If you think about it, you probably know President Trump’s positions on almost every major issue. And obviously, he has doubled down on immigration as the make-or-break issue for him and his party. Then we’re treated to some criticism of Democrats:

What exactly does Barack Obama stand for? Bernie Sanders at least has free college as an idea you can remember, albeit vague. What about House Minority Leader Nancy Pelosi, D-Calif., or Senate Minority Leader Chuck Schumer, D-N.Y.?

Other than investigations and impeachment, what are the Democrats running on? They have made an issue of health insurance coverage for pre-existing conditions. Trump has said he too would cover them. The Democratic idea is not a health-care plan, but an attack. Nor do Democrats have an economic plan many people can remember. Nor a plan on immigration. Nor a plan to deal with jobs migrating to China and Mexico.
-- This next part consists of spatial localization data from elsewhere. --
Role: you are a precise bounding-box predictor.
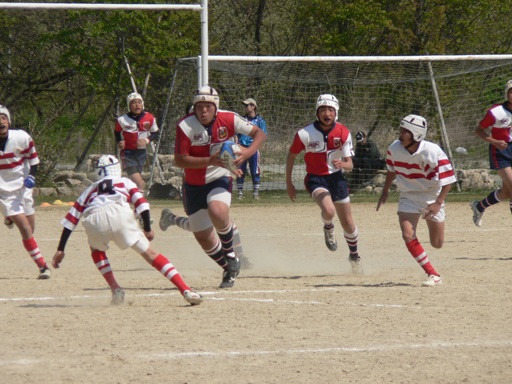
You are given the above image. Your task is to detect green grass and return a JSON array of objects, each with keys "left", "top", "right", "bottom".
[{"left": 35, "top": 188, "right": 494, "bottom": 208}]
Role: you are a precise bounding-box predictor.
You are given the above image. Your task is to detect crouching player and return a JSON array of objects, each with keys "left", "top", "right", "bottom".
[{"left": 52, "top": 154, "right": 202, "bottom": 306}]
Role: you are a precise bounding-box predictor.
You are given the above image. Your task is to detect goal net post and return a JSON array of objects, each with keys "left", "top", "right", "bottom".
[{"left": 160, "top": 55, "right": 512, "bottom": 192}]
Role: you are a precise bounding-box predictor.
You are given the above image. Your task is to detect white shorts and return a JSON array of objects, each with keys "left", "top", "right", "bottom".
[
  {"left": 398, "top": 192, "right": 446, "bottom": 223},
  {"left": 188, "top": 188, "right": 231, "bottom": 232},
  {"left": 82, "top": 203, "right": 150, "bottom": 253},
  {"left": 0, "top": 187, "right": 35, "bottom": 218}
]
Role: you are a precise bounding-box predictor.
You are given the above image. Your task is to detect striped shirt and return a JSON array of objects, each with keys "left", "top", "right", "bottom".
[
  {"left": 0, "top": 129, "right": 40, "bottom": 192},
  {"left": 61, "top": 176, "right": 149, "bottom": 231},
  {"left": 385, "top": 139, "right": 456, "bottom": 194}
]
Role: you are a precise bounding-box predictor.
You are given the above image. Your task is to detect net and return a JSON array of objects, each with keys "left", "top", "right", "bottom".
[{"left": 160, "top": 57, "right": 512, "bottom": 191}]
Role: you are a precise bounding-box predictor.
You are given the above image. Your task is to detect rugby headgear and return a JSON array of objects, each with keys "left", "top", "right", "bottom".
[
  {"left": 0, "top": 105, "right": 11, "bottom": 124},
  {"left": 193, "top": 86, "right": 220, "bottom": 110},
  {"left": 316, "top": 94, "right": 339, "bottom": 121},
  {"left": 400, "top": 114, "right": 427, "bottom": 142},
  {"left": 127, "top": 92, "right": 144, "bottom": 110},
  {"left": 505, "top": 80, "right": 512, "bottom": 99},
  {"left": 96, "top": 154, "right": 122, "bottom": 178}
]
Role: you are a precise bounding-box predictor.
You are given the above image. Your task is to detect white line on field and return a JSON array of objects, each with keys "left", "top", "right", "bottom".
[
  {"left": 137, "top": 340, "right": 512, "bottom": 361},
  {"left": 0, "top": 287, "right": 410, "bottom": 308}
]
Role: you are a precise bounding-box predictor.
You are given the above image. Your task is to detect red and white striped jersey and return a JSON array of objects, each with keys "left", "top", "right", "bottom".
[
  {"left": 61, "top": 176, "right": 149, "bottom": 231},
  {"left": 115, "top": 112, "right": 158, "bottom": 150},
  {"left": 0, "top": 129, "right": 40, "bottom": 192},
  {"left": 385, "top": 139, "right": 456, "bottom": 194},
  {"left": 289, "top": 122, "right": 353, "bottom": 175},
  {"left": 478, "top": 103, "right": 512, "bottom": 142},
  {"left": 175, "top": 110, "right": 254, "bottom": 185}
]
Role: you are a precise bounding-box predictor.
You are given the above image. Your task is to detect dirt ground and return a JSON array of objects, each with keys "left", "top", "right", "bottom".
[{"left": 1, "top": 200, "right": 512, "bottom": 384}]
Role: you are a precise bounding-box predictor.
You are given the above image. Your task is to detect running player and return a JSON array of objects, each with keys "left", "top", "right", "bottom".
[
  {"left": 0, "top": 105, "right": 51, "bottom": 279},
  {"left": 173, "top": 85, "right": 266, "bottom": 288},
  {"left": 470, "top": 80, "right": 512, "bottom": 226},
  {"left": 377, "top": 114, "right": 456, "bottom": 286},
  {"left": 115, "top": 92, "right": 159, "bottom": 191},
  {"left": 52, "top": 155, "right": 202, "bottom": 306},
  {"left": 286, "top": 94, "right": 363, "bottom": 274}
]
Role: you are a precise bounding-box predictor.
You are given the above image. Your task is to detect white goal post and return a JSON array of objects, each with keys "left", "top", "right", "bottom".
[{"left": 160, "top": 54, "right": 512, "bottom": 192}]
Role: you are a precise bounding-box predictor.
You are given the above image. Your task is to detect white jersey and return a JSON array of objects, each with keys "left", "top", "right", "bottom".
[
  {"left": 61, "top": 176, "right": 149, "bottom": 231},
  {"left": 0, "top": 129, "right": 40, "bottom": 192},
  {"left": 386, "top": 139, "right": 456, "bottom": 195}
]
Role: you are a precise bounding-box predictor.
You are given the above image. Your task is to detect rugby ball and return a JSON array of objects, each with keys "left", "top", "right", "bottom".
[{"left": 218, "top": 141, "right": 241, "bottom": 172}]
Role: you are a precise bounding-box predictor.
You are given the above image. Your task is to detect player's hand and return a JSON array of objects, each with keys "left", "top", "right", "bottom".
[
  {"left": 286, "top": 182, "right": 296, "bottom": 202},
  {"left": 231, "top": 169, "right": 243, "bottom": 177},
  {"left": 118, "top": 140, "right": 126, "bottom": 149},
  {"left": 52, "top": 250, "right": 65, "bottom": 268},
  {"left": 24, "top": 175, "right": 35, "bottom": 188},
  {"left": 209, "top": 150, "right": 224, "bottom": 167},
  {"left": 493, "top": 139, "right": 508, "bottom": 151},
  {"left": 376, "top": 192, "right": 388, "bottom": 211},
  {"left": 144, "top": 229, "right": 155, "bottom": 241}
]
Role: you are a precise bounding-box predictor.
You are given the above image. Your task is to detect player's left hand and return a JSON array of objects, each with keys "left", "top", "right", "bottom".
[
  {"left": 24, "top": 175, "right": 35, "bottom": 188},
  {"left": 52, "top": 250, "right": 65, "bottom": 268},
  {"left": 144, "top": 230, "right": 155, "bottom": 241}
]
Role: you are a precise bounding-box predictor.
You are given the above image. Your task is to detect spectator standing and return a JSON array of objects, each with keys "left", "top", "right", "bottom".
[
  {"left": 236, "top": 98, "right": 268, "bottom": 200},
  {"left": 352, "top": 130, "right": 385, "bottom": 186}
]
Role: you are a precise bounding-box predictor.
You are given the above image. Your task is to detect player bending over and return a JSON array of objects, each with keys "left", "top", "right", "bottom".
[
  {"left": 377, "top": 114, "right": 456, "bottom": 286},
  {"left": 52, "top": 155, "right": 202, "bottom": 306}
]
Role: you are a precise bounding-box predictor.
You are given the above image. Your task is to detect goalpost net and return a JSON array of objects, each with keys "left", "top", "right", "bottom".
[{"left": 159, "top": 56, "right": 512, "bottom": 192}]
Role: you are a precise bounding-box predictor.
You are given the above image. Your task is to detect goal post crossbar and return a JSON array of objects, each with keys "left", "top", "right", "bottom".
[
  {"left": 0, "top": 3, "right": 202, "bottom": 11},
  {"left": 206, "top": 54, "right": 512, "bottom": 63}
]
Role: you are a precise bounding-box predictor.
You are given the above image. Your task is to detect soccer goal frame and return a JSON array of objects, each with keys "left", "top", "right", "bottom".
[{"left": 161, "top": 54, "right": 512, "bottom": 192}]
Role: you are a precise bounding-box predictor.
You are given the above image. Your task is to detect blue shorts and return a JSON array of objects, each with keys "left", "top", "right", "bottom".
[
  {"left": 489, "top": 142, "right": 512, "bottom": 170},
  {"left": 304, "top": 171, "right": 349, "bottom": 202},
  {"left": 183, "top": 177, "right": 233, "bottom": 216},
  {"left": 121, "top": 149, "right": 147, "bottom": 175}
]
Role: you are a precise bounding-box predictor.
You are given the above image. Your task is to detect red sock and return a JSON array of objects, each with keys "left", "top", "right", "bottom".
[
  {"left": 91, "top": 250, "right": 120, "bottom": 291},
  {"left": 152, "top": 254, "right": 190, "bottom": 294},
  {"left": 22, "top": 237, "right": 47, "bottom": 269},
  {"left": 405, "top": 238, "right": 438, "bottom": 276}
]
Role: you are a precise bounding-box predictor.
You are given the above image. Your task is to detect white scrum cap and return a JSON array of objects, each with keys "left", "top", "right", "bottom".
[
  {"left": 400, "top": 114, "right": 427, "bottom": 142},
  {"left": 0, "top": 105, "right": 11, "bottom": 124},
  {"left": 127, "top": 92, "right": 144, "bottom": 109},
  {"left": 505, "top": 80, "right": 512, "bottom": 99},
  {"left": 316, "top": 94, "right": 339, "bottom": 120},
  {"left": 193, "top": 86, "right": 220, "bottom": 110},
  {"left": 96, "top": 154, "right": 122, "bottom": 178}
]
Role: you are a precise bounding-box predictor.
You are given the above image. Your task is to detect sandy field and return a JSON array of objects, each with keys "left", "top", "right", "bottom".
[{"left": 1, "top": 200, "right": 512, "bottom": 384}]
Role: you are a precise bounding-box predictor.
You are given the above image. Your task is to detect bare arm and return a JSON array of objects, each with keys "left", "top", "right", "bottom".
[
  {"left": 376, "top": 170, "right": 396, "bottom": 211},
  {"left": 475, "top": 125, "right": 507, "bottom": 151},
  {"left": 286, "top": 151, "right": 298, "bottom": 202}
]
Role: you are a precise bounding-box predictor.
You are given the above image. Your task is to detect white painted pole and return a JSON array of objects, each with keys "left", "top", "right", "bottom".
[
  {"left": 200, "top": 0, "right": 209, "bottom": 86},
  {"left": 0, "top": 3, "right": 201, "bottom": 11}
]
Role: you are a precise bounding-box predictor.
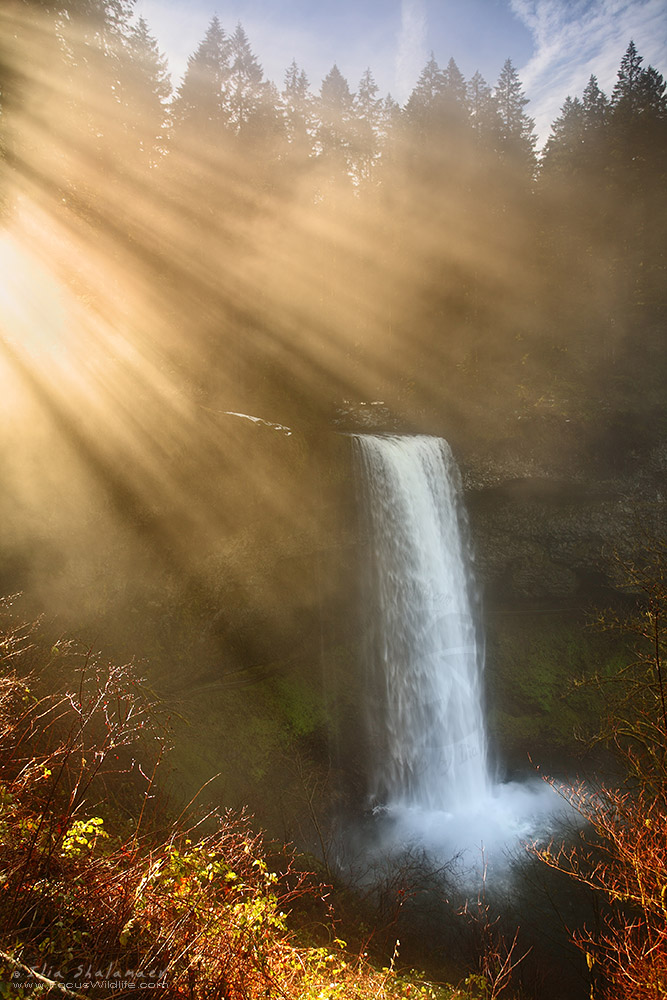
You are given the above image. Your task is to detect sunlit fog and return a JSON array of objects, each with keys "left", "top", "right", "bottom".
[{"left": 0, "top": 2, "right": 665, "bottom": 997}]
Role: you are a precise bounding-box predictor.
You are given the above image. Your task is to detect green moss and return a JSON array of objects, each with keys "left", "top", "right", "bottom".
[
  {"left": 268, "top": 676, "right": 327, "bottom": 739},
  {"left": 486, "top": 614, "right": 614, "bottom": 761}
]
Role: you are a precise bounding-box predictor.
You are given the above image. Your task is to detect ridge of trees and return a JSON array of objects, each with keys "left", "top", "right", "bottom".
[
  {"left": 4, "top": 2, "right": 664, "bottom": 189},
  {"left": 0, "top": 1, "right": 665, "bottom": 444}
]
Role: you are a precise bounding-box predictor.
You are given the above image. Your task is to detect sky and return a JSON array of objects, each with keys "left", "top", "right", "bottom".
[{"left": 135, "top": 0, "right": 667, "bottom": 144}]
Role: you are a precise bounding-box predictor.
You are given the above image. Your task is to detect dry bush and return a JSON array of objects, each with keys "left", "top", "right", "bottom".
[
  {"left": 0, "top": 601, "right": 460, "bottom": 999},
  {"left": 534, "top": 542, "right": 667, "bottom": 1000}
]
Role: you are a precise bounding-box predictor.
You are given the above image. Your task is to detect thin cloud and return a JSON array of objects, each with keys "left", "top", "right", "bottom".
[
  {"left": 510, "top": 0, "right": 667, "bottom": 144},
  {"left": 396, "top": 0, "right": 428, "bottom": 102}
]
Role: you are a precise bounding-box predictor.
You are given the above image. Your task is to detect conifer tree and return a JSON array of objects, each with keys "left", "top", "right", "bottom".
[
  {"left": 227, "top": 22, "right": 266, "bottom": 137},
  {"left": 609, "top": 41, "right": 667, "bottom": 168},
  {"left": 441, "top": 57, "right": 474, "bottom": 159},
  {"left": 608, "top": 42, "right": 667, "bottom": 319},
  {"left": 404, "top": 54, "right": 473, "bottom": 168},
  {"left": 494, "top": 58, "right": 537, "bottom": 173},
  {"left": 252, "top": 78, "right": 285, "bottom": 154},
  {"left": 575, "top": 75, "right": 610, "bottom": 178},
  {"left": 171, "top": 16, "right": 230, "bottom": 136},
  {"left": 282, "top": 60, "right": 315, "bottom": 158},
  {"left": 467, "top": 70, "right": 502, "bottom": 149},
  {"left": 376, "top": 93, "right": 400, "bottom": 177},
  {"left": 1, "top": 0, "right": 137, "bottom": 213},
  {"left": 541, "top": 96, "right": 585, "bottom": 174},
  {"left": 611, "top": 40, "right": 645, "bottom": 112},
  {"left": 119, "top": 17, "right": 171, "bottom": 166},
  {"left": 609, "top": 42, "right": 666, "bottom": 184},
  {"left": 352, "top": 68, "right": 383, "bottom": 184},
  {"left": 402, "top": 54, "right": 449, "bottom": 186},
  {"left": 316, "top": 64, "right": 354, "bottom": 181},
  {"left": 404, "top": 54, "right": 445, "bottom": 136},
  {"left": 636, "top": 64, "right": 667, "bottom": 118},
  {"left": 582, "top": 75, "right": 609, "bottom": 128},
  {"left": 57, "top": 0, "right": 137, "bottom": 164},
  {"left": 442, "top": 57, "right": 468, "bottom": 115}
]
Republicans in swing districts should spend the last few days constantly asking these questions. It isn’t because they’ll flip hard-core Democrats. The goal should be to excite and entice independent voters to vote.

If I asked who made these comments, who would you bet made them? Karl Rove? These criticisms weren’t made by Rove or any other Republican. They were made by Mark Penn, Clinton’s old pollster. Here’s how he finished out the article:

It looks like the Democrats will likely win majority control of the House in the midterm elections. So the battle of insults vs. issues may be moot in today’s rough-and-tumble politics. But if the Republicans win more seats in the Senate, that will be a victory compared to what happened in 1994 or 2010.

As surprising as it was in 2016, there’s only one candidate really running on detailed issue positions and he is not even on the ballot this year. Given how the presidential election turned out, it’s all the more surprising that the Democrats would again leave themselves open on the ideas front. Voters want progress, not just partisanship.

Frankly, I’m skeptical of the Democrats winning the House. Still, while I disagree with Penn on that prediction, I wholeheartedly agree with him when he says “voters want progress, not just partisanship.” I’d also add that nonpartisans see something in Trump that Democrats don’t see. It isn’t that nonpartisans think he’s a nice guy that they want their son to emulate. It’s that they appreciate the things he’s accomplished.